It’s for sure one of the easiest ways to reduce the noise in your office so it’s well worth giving it a shot.
Acoustic Window Inserts
So the paint will do the job on your walls, but a lot more noise is going to be coming in through the windows. And it won’t be as simple as closing the drapes, that will reduce the noise a little bit but not to any significant degree.
Anywhere that air can get through, noise can get through so what you need to do is trap the air in between the window and something else. Something much more sturdy than a hanging strip of fabric like a curtain.
Acoustic window inserts are made of acrylic and you can get them designed specifically to fit your window frame. They would also be built to blend into the window so that they’re hard to notice and won’t interfere with the aesthetic.

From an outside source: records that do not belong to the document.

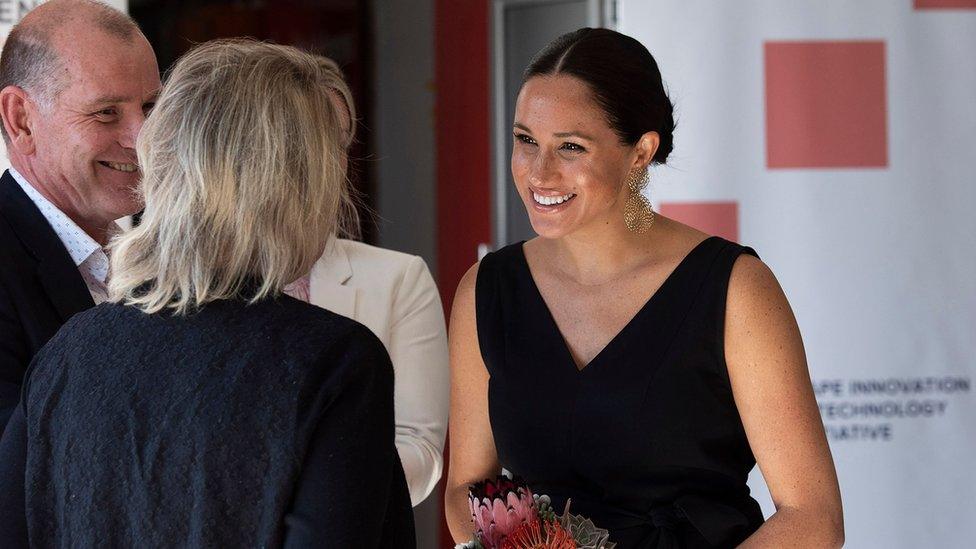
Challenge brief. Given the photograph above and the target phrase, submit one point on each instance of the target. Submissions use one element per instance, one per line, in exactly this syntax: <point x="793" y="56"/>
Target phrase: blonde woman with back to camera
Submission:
<point x="201" y="407"/>
<point x="394" y="295"/>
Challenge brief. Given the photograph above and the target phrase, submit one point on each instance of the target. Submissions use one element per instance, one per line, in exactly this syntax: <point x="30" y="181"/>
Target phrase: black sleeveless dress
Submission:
<point x="646" y="440"/>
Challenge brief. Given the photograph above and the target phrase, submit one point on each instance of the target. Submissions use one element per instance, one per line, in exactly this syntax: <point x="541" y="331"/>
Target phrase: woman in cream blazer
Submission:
<point x="394" y="295"/>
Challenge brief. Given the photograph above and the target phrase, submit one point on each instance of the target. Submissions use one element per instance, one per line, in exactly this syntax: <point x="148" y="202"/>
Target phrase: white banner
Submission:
<point x="838" y="139"/>
<point x="11" y="12"/>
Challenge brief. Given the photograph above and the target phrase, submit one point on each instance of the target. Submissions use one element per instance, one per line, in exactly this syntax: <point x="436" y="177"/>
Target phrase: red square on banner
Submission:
<point x="944" y="4"/>
<point x="826" y="105"/>
<point x="715" y="218"/>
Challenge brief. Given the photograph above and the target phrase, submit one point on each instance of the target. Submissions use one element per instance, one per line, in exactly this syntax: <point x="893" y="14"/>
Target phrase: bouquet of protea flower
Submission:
<point x="507" y="515"/>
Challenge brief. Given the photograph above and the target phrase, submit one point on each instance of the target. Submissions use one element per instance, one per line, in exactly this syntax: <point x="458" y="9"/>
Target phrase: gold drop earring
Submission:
<point x="638" y="214"/>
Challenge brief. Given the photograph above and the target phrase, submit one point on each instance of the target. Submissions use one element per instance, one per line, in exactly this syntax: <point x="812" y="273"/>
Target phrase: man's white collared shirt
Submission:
<point x="87" y="254"/>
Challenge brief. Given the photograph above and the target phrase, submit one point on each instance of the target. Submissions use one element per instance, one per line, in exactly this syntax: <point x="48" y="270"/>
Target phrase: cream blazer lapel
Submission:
<point x="327" y="283"/>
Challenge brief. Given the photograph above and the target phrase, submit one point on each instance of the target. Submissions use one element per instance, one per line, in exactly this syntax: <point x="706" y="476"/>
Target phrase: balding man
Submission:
<point x="77" y="79"/>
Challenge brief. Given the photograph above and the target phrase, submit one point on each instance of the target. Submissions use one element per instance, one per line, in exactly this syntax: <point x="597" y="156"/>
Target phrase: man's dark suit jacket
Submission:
<point x="40" y="288"/>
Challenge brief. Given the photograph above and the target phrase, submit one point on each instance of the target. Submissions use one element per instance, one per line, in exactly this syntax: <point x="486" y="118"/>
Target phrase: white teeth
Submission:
<point x="128" y="168"/>
<point x="551" y="200"/>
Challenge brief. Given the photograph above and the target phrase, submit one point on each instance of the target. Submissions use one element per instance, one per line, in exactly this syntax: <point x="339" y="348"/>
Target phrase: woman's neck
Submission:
<point x="601" y="253"/>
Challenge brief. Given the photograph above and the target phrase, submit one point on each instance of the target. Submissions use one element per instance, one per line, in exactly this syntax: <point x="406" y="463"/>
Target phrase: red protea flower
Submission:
<point x="499" y="507"/>
<point x="540" y="534"/>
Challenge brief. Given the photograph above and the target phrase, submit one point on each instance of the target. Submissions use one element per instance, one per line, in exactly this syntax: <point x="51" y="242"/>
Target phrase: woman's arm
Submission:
<point x="351" y="486"/>
<point x="772" y="390"/>
<point x="473" y="456"/>
<point x="418" y="349"/>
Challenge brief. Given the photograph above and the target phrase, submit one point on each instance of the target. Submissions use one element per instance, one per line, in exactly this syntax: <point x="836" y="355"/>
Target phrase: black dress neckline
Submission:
<point x="651" y="300"/>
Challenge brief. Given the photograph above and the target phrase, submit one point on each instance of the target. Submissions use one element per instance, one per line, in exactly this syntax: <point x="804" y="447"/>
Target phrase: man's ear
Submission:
<point x="16" y="110"/>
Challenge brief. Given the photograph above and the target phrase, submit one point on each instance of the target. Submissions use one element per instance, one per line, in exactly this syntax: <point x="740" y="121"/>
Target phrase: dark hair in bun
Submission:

This works quite a bit better than you might expect it too. Rugs are good for more than just looking nice and feeling nice under your feet, you can use them to absorb some sound in your office too.
This is especially useful if your office is not on the ground floor. Any sound coming up won’t stand a chance of getting to you through both the floorboards and several rugs. Try and cover as much of the floor as you can.
They don’t have to be expensive ones, get old ones at thrift stores and the like. And don’t worry about how they look, it’s your office, no one cares if you’ve got a strange rug or two in there that doesn’t match the rest of the room.
Plants are actually really great for sound absorption. You should be able to reduce the sound in your office by half if you’ve got a couple of plants in there. The best ones for this purpose would be some of the more common houseplants.
Things like ferns, weeping figs and peace lilies are fantastic and the other major advantage to this is the fact that plants can aid you in your concentration too. So the effect that houseplants can have on your productivity is actually two-fold in that sense.
You can try all of these techniques or maybe even just one depending on the current situation with your office. You might only need to use one of these tricks to sufficiently reduce the noise levels.
No matter what, the end goal is to turn your office into a silent space, and once you do that, you’ll notice the changes to your productivity pretty quickly.